Japan will release more than a million cubic meters of treated radioactive water from the wrecked Fukushima Dai-Ichi nuclear power plant into the Pacific Ocean, the government said Tuesday.

The controlled release likely won’t occur for another 2 years as Tokyo Electric Power Co. Holdings Inc. prepares for the process, according to a report from the Ministry of Economy, Trade and Industry. The water will be diluted before release, and the government will strengthen efforts to monitor radioactivity, METI said.

The decision ends years of debate over how to dispose of the water that’s enough to fill more than 500 Olympic-sized swimming pools, which has been leaking into the power stations that suffered core meltdowns after an earthquake and tsunami in 2011.

The radioactive water is pumped out of the facility, treated, and then stored in one of roughly 1,000 tanks at the site. The processing removes most of the radioactive elements except for tritium.

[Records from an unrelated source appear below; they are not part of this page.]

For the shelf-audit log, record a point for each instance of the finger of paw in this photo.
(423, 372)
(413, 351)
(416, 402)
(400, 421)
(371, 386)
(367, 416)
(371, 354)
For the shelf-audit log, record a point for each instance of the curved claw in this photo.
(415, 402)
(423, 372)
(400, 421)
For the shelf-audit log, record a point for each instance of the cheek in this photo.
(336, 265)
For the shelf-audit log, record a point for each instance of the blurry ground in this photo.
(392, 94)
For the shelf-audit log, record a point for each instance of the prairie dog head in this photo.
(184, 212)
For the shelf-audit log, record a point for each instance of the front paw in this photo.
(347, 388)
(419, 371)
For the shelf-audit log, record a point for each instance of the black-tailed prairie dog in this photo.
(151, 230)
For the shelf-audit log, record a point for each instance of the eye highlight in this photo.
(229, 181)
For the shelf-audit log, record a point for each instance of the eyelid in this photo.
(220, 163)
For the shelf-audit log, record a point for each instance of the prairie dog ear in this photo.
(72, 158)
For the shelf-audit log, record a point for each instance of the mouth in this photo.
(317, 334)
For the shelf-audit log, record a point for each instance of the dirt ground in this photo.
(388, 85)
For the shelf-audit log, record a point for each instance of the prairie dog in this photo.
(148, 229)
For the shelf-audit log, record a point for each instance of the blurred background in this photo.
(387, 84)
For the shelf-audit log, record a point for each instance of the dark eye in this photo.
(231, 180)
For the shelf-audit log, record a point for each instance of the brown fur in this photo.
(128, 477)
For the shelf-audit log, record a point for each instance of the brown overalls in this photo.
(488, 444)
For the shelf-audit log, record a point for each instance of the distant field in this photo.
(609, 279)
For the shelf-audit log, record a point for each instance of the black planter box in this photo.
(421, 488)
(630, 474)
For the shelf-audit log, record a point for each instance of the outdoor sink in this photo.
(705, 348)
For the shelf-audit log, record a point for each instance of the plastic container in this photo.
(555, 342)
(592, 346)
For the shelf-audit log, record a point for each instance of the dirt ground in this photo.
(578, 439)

Storage tanks for the water at the site are forecast to be full by mid-2022.

While South Korea and local fishing groups in Fukushima prefecture strongly oppose an ocean release, discharges are common practice in the industry and would likely meet global guidelines.

Read More: Why Japan’s Radioactive Water May End Up In the Ocean: QuickTake

A panel within Japan’s METI recommended to the government last year that the water should be released into the ocean or evaporated. The proposal stipulated that any water that is released into the environment will be re-purified and diluted to meet standards and that the discharges take place over decades, according to a December 2019 report from METI.

The International Atomic Energy Agency said in a report in April 2020 that those recommendations were “based on a sufficiently comprehensive analysis and on a sound scientific and technical basis.”